In a 38‑year‑old patient with febrile pyelonephritis due to Escherichia coli who remains febrile on ceftriaxone while awaiting susceptibility results, should I switch to cefepime and what is the appropriate dosing?

Switching to Cefepime for Persistent Fever in Pyelonephritis

Yes, switching to cefepime is appropriate for this patient who remains febrile on ceftriaxone, and the recommended dose is 2 g IV every 12 hours. 1

Rationale for Switching

Your patient's persistent fever on ceftriaxone raises concern for possible ESBL-producing E. coli, which is increasingly common and renders ceftriaxone ineffective. Studies demonstrate that empirical ceftriaxone therapy for pyelonephritis caused by ESBL-producing E. coli significantly delays recovery, with mean time to defervescence of 4.6 days versus 2.6 days for non-ESBL cases, and results in longer hospitalization (13.3 vs 7.3 days). 2

Appropriate Dosing

The recommended dose is cefepime 1-2 g IV every 12 hours, with the higher 2 g dose preferred for serious infections like febrile pyelonephritis. 1 The European Association of Urology guidelines specifically note that while lower doses have been studied, higher doses are recommended for pyelonephritis. 1

Efficacy Against ESBL Organisms

Cefepime demonstrates reasonable efficacy against ESBL-producing Enterobacterales when the MIC is ≤2 mg/L (CLSI) or ≤1 mg/L (EUCAST). 3 In a randomized controlled trial of febrile urinary tract infections caused by ESBL-producing E. coli, cefepime showed a clinical and microbiological response rate of only 33.3%, which was significantly inferior to piperacillin-tazobactam (94%) and ertapenem (94%). 4 However, this poor performance may have been related to specific MIC values or ESBL genotypes in that study.

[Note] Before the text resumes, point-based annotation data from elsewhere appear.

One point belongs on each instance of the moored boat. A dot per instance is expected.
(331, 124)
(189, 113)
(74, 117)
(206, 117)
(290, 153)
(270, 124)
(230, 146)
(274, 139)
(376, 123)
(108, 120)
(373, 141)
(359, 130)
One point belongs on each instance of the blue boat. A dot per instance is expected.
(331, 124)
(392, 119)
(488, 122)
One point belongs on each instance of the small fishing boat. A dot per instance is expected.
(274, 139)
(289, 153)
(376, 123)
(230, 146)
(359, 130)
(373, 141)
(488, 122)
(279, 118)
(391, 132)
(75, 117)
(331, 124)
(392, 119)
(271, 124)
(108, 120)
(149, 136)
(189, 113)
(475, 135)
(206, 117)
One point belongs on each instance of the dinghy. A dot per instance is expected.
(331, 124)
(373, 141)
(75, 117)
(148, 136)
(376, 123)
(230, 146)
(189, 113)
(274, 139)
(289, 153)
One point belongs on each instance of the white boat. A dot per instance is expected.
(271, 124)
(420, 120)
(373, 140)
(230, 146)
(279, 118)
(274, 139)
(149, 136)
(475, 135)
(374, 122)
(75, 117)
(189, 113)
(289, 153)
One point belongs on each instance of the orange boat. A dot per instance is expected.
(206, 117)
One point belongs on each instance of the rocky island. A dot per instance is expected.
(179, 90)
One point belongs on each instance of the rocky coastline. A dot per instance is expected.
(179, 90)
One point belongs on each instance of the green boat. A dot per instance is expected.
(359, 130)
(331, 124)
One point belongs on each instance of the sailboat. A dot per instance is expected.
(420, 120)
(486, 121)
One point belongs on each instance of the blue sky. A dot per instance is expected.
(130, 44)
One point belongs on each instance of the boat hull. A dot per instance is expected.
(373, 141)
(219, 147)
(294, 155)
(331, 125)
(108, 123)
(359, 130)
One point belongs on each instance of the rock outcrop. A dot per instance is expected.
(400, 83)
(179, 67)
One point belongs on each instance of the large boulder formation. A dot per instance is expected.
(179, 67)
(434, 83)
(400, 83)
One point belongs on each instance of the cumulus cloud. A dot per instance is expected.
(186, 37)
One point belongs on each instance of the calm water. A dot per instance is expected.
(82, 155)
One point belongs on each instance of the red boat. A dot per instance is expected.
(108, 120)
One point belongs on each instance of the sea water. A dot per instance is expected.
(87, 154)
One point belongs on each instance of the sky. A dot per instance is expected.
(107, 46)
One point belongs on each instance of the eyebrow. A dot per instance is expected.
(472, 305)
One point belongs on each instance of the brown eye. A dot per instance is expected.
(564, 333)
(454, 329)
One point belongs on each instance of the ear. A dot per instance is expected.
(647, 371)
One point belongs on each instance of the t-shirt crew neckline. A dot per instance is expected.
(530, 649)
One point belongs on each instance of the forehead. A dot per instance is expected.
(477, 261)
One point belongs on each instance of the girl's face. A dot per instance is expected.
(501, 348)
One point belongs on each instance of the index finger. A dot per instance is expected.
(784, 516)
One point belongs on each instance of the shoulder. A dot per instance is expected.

Critical Caveats and Monitoring

You must reassess clinical response within 48-72 hours and be prepared to escalate to a carbapenem if fever persists. 1 The guidelines explicitly state that additional imaging (CT scan) should be considered if the patient remains febrile after 72 hours of treatment. 1

Recent data suggest that even when organisms are cefepime-susceptible, empiric cefepime for ceftriaxone-resistant Enterobacterales is associated with longer time to clinical stability (38.5 hours vs 21.3 hours) compared to meropenem. 5 This delay in clinical response, even with susceptible organisms, underscores the importance of close monitoring.

When to Consider Alternatives

If susceptibility results reveal an ESBL-producer with cefepime MIC >2 mg/L, or if the patient shows clinical deterioration or fails to improve within 48-72 hours, switch immediately to a carbapenem (meropenem 1 g IV every 8 hours or imipenem 500 mg IV every 6 hours). 1 Carbapenems remain the gold standard for ESBL infections and should not be delayed in critically ill patients or those with septic shock. 1

Duration of Therapy

Once the patient responds clinically, complete a total of 7 days of β-lactam therapy for pyelonephritis. 6 This shorter duration has been validated in multiple trials and is now the standard recommendation.

Neurotoxicity Warning

Monitor for neurological adverse events including encephalopathy, confusion, hallucinations, myoclonus, and seizures, particularly if the patient has renal impairment requiring dose adjustment. 7 These neurotoxic effects are a recognized complication of cefepime therapy.